The measure (House Bill 594) passed on a 29-6 vote Tuesday. On Thursday, Gov. Andy Beshear signed the legislation.
But how the bill got through the legislative process in the first place is raising questions about whether Kentucky ethics laws need to be addressed.
Both Kentucky House Speaker David Osborne and Rep. Matthew Koch, who chairs the House Standing Committee on Licensing, Occupations, & Administrative Regulations that passed the skill game ban, have ties to Kentucky’s massive horse racing industry.
Osborne owns and operates Deerfield Farm, a thoroughbred racing and breeding farm. Koch is also a horse farmer, according to his legislative bio.
Those are important ties to note, considering the new law banning skill games is a huge win for horse racing, at the detriment of small business.
Horse racing establishments are, under a law passed in 2021, allowed to operate historical horse racing (HHR) machines that are similar to skill games. That includes Churchill Downs, which announced in September 2021 it was opening a casino-style HHR betting facility in downtown Louisville.
Historical horse racing machines, or HHR machines, allow players to gamble on replays of horse races that have happened sometime in the past. According to the Courier-Journal, “some machines allow users to look at the horses’ odds and place specific types of wagers, while others are virtually indistinguishable from slot machines, allowing users to simply push a button every few seconds for each play.”
They look and operate similarly to skill games, often referred to as “gray machines.” But unlike HHR machines, which carry little to no chance that a user could rely on skill to win the game, skill machines allow users to utilize memory and hand-eye coordination to win, rather than relying on chance alone.
HHR operators bankrolled efforts to pass the skill game ban, which allows them to corner the market on slot-like gaming in Kentucky.
That brings us back to the two legislative leaders, Osborne and Koch, who work in the very industry that stands to gain financially from the new law. Yet neither recused themselves from voting on, promoting or debating the bill.
The Kentucky Legislative Ethics Commission provided two opinions to ABC affiliate WCPO 9 News that show lawmakers need not recuse themselves under such conditions.

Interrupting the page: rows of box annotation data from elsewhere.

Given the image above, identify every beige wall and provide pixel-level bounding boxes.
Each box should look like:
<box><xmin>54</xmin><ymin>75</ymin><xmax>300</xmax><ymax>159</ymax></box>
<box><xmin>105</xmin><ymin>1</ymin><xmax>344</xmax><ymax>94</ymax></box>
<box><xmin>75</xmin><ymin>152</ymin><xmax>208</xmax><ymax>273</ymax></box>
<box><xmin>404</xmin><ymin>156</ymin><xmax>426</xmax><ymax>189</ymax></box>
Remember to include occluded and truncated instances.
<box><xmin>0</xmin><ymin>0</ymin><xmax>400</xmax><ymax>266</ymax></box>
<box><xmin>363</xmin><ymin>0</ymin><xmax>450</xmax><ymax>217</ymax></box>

One of the rulings says abstention is required only when a potential benefit or detriment is particular to a legislator.
However, skill game proponents believe there is a significant appearance of impropriety, with the potential for legislators being unduly influenced by Churchill Downs and the horse racing industry. That raises the question of whether ethics rules need to be tightened to properly deal with similar incidents in the future.